You could trace it back on the Republican side to the time when Senator Taft was proposing school-aid bills back in the late 1940's and early 1950's. You can find it on the Democratic side in the Kennedy period when various bills were proposed. But all of these floundered.

The passage of the 1965 act was in a sense a very difficult balancing act, which I don't think we need to explore in detail, but it had characteristics about it which made it possible to pass it and which have made it difficult to administer.

BUREAUCRATIC RELATIONSHIP

It set up a whole new set of relationships involving the Federal bureaucracy, the State bureaucracies, and the local bureaucracies in education. And I use bureaucracies not as a term of condemnation at all, but as a word to describe the people involved in the administration of education affairs at the various levels of government.

The new set of relationships set up by the act, in which there was Federal responsibility for seeing that funds flowed in a certain way, State responsibility for approving projects carried through by local school districts, and local school district responsibilities for designing those projects in accordance with the legislation, created a brand new and very tricky set of relationships within which to work. This is still true, and I expect will so continue.

But I think those who are working within this set of relationships have moved, over this period of 5 years, from some very contentious relationships to some relationships which I think are considerably more constructive.

Well, these are some very broad comments on this matter of intent. What has been achieved? I am going to leave much of the detailed comment here to Dr. Smith and just point out some things that occur to me as a person who certainly has no comprehensive view of the United States in this regard.

RESPONSIBILITY FOR DISADVANTAGED CHILDREN

One thing that has been achieved is that as a result of this congressional action, we have put the matter of children whom schools don't serve well on the agenda of every school board in the United States.
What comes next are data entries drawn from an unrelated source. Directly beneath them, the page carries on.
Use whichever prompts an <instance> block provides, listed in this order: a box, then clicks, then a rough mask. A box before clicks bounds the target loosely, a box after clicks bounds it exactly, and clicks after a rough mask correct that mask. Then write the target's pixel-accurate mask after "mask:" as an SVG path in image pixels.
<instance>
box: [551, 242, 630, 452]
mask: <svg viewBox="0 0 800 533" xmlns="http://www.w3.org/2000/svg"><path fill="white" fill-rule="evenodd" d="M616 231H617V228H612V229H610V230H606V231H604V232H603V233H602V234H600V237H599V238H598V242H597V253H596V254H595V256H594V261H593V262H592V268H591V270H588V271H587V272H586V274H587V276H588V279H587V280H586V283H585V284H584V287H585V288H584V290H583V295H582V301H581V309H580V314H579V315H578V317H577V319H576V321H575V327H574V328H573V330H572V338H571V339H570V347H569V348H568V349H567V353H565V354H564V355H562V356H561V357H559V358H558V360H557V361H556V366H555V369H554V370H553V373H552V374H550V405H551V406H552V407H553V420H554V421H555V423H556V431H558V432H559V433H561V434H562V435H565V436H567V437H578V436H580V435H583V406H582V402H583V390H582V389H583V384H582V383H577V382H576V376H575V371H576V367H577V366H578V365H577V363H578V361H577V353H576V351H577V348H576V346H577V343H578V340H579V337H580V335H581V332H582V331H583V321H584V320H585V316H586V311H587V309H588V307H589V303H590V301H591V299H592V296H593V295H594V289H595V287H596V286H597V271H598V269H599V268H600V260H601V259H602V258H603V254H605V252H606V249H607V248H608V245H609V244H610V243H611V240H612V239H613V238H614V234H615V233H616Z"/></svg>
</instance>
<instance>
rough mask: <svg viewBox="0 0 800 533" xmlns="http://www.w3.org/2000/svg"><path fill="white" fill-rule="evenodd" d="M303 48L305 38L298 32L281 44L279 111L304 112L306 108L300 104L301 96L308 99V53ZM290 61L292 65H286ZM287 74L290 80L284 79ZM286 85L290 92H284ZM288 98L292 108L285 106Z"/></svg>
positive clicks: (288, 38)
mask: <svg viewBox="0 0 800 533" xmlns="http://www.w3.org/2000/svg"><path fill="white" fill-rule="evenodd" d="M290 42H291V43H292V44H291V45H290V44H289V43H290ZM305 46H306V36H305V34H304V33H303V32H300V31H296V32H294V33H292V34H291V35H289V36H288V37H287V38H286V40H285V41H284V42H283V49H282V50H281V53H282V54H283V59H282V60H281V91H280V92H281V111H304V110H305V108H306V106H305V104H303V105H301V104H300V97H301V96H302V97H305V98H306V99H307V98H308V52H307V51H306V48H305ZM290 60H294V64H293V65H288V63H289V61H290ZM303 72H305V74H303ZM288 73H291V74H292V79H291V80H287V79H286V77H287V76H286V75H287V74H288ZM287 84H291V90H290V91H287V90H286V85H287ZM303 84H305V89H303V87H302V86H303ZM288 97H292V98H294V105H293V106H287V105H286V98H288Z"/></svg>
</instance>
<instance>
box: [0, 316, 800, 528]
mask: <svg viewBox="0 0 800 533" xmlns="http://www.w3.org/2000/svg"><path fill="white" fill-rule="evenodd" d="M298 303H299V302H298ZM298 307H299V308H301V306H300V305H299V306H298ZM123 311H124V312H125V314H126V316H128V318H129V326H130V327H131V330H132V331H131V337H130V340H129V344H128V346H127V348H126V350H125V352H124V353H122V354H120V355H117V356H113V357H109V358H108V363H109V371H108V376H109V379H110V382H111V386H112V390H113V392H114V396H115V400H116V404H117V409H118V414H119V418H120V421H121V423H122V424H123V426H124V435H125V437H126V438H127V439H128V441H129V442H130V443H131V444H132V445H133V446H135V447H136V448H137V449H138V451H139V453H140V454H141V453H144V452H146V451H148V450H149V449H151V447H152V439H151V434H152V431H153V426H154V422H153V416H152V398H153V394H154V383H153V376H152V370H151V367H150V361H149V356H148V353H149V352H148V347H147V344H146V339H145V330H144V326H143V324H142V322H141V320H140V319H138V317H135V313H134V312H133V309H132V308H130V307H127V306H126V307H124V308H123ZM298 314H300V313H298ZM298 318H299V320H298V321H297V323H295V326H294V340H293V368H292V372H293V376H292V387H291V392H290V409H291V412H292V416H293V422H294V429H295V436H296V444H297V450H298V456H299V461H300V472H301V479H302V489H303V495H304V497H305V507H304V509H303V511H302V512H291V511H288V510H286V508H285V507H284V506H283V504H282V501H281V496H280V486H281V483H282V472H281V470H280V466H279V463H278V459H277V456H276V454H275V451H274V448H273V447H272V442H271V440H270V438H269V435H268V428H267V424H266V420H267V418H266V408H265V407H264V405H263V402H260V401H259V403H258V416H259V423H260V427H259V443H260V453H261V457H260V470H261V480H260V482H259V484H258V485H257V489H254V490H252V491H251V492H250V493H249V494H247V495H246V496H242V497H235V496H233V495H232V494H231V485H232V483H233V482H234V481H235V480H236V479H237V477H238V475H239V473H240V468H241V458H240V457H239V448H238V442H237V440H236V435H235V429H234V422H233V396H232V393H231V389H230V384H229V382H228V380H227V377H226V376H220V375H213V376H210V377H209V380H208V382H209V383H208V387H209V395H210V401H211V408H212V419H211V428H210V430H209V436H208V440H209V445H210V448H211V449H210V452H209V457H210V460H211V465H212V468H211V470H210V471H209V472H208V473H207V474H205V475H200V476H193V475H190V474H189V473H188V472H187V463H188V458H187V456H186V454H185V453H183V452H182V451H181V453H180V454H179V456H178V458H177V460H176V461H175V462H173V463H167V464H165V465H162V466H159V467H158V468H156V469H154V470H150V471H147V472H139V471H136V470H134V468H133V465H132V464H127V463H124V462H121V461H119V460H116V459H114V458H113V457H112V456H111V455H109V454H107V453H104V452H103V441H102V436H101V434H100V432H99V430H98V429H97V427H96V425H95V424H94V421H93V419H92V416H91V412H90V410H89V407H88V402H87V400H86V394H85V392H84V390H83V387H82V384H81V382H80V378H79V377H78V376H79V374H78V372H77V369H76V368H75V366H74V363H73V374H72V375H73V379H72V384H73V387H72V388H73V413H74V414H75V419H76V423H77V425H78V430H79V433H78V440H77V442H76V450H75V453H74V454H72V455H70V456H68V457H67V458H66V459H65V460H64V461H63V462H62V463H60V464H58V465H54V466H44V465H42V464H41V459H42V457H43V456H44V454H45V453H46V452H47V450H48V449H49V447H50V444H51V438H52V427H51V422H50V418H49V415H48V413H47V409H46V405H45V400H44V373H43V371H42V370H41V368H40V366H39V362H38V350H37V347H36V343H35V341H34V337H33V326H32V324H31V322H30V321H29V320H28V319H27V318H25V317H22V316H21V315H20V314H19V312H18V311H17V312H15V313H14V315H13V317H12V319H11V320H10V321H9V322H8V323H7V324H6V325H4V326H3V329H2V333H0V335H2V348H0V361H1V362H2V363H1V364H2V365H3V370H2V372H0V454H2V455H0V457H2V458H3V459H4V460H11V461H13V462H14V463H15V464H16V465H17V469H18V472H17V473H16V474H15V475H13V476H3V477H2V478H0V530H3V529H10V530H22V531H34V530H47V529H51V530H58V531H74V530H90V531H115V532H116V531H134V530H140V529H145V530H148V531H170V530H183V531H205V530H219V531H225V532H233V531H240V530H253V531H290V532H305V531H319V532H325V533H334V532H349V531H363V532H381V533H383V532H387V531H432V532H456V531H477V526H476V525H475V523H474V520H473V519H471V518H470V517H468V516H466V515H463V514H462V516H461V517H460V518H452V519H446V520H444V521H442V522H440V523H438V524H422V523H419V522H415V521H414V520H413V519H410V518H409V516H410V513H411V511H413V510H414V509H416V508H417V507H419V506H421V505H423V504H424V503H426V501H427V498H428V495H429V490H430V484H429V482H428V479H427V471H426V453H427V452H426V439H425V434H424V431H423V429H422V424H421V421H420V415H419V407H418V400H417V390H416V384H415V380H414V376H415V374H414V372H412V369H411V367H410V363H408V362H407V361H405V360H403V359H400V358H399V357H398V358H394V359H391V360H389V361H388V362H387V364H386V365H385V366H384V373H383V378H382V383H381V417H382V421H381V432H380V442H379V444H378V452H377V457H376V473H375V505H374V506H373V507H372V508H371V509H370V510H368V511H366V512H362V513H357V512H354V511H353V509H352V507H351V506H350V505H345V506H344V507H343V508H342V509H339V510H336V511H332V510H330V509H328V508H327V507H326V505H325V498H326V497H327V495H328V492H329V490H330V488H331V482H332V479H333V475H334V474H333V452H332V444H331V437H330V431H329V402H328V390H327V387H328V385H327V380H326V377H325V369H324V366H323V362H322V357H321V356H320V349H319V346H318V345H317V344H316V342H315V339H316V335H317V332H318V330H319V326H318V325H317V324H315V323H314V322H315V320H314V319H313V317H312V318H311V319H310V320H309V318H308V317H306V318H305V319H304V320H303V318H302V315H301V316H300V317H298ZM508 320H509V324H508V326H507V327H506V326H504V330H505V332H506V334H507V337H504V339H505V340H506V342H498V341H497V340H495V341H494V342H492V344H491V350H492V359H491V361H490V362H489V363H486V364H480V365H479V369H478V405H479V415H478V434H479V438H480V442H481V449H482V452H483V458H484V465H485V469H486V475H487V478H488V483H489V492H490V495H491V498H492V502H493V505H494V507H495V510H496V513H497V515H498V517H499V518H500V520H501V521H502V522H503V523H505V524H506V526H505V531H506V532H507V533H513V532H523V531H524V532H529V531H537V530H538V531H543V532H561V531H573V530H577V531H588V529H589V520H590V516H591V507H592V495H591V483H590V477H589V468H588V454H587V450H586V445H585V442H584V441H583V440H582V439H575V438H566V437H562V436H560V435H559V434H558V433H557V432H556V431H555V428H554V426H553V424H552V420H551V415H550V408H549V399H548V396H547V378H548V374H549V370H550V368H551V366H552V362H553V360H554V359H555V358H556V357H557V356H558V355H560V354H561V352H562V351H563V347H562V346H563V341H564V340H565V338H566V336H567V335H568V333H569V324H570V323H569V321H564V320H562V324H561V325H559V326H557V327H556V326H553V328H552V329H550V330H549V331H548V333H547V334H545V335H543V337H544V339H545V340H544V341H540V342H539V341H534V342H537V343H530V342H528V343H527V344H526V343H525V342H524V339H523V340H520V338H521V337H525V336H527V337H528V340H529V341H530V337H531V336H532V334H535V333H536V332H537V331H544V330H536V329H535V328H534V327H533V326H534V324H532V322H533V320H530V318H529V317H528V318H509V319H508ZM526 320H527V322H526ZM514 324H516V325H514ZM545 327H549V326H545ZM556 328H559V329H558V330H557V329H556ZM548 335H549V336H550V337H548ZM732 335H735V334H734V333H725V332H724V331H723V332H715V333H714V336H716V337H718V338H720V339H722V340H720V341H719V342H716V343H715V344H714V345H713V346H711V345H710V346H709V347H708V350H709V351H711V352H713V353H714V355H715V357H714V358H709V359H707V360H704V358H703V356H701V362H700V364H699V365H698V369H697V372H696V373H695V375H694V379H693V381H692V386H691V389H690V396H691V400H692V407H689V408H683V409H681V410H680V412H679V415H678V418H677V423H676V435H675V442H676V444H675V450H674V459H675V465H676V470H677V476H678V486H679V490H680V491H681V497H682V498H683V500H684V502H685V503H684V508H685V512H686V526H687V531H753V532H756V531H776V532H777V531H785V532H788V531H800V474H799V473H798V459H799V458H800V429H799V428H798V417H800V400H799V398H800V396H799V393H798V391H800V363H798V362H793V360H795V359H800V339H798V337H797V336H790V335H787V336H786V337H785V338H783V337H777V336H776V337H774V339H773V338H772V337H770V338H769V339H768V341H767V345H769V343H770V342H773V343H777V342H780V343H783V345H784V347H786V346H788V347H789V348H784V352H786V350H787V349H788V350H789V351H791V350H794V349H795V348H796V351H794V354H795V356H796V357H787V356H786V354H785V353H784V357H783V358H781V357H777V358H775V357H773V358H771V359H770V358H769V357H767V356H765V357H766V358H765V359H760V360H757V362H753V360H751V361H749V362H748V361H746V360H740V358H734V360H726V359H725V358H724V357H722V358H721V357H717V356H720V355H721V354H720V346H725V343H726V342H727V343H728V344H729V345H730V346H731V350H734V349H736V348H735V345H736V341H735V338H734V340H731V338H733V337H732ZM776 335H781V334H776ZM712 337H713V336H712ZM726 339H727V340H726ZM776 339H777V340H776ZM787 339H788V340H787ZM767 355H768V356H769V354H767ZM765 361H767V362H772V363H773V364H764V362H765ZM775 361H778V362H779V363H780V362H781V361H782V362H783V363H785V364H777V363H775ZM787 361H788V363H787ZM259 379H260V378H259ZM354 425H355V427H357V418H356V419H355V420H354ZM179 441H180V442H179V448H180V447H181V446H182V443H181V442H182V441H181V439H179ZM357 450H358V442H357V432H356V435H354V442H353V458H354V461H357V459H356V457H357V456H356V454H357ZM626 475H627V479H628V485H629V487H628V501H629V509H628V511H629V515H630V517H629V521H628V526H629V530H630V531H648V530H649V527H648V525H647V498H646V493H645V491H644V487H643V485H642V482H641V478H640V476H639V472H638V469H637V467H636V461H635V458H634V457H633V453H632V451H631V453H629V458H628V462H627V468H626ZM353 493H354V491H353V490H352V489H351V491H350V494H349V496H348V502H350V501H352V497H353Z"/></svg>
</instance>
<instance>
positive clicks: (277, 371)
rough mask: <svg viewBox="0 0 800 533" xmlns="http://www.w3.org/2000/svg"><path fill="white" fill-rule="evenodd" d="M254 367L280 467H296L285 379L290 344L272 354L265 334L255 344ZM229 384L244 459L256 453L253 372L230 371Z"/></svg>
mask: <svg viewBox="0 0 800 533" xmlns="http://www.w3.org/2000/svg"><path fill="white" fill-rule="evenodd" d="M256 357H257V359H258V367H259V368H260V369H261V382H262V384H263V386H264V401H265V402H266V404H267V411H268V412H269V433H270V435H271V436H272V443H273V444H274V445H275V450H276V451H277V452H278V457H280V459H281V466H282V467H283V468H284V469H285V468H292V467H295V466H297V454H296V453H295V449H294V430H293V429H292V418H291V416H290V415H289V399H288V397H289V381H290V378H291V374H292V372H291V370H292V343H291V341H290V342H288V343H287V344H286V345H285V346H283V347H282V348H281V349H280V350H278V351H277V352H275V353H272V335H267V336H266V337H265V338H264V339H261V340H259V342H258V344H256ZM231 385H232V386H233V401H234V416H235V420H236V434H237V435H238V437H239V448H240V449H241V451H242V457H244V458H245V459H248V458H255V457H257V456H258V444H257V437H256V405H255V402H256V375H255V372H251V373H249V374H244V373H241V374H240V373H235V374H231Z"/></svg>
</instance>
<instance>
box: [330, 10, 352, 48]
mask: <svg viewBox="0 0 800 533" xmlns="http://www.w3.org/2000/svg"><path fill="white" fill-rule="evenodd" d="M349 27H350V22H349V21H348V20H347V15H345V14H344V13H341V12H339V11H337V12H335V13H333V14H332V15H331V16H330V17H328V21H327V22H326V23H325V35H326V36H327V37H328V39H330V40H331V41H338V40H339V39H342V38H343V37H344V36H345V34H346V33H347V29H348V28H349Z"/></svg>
There is a sense of responsibility about the problem which didn't exist before. And that sense of responsibility on behalf of these children I think is very broad and general across the country. That isn't to say the people have generally found the solution on behalf of these children, but if you look at the attitudes and actions of local school districts, let's say in the late 1950's and early 1960's, you find a singular absence of the kind of concern for the children of the poor and the children of minorities that now exists very generally. Senator MONDALE. Will you yield there? A few weeks ago, Dr. Marilyn Gittell, a political scientist, appeared before the committee; and I asked her, why is it that 45 years ago the central school systems were the envy of the country and were working so well, and today apparently teachers are fleeing central districts.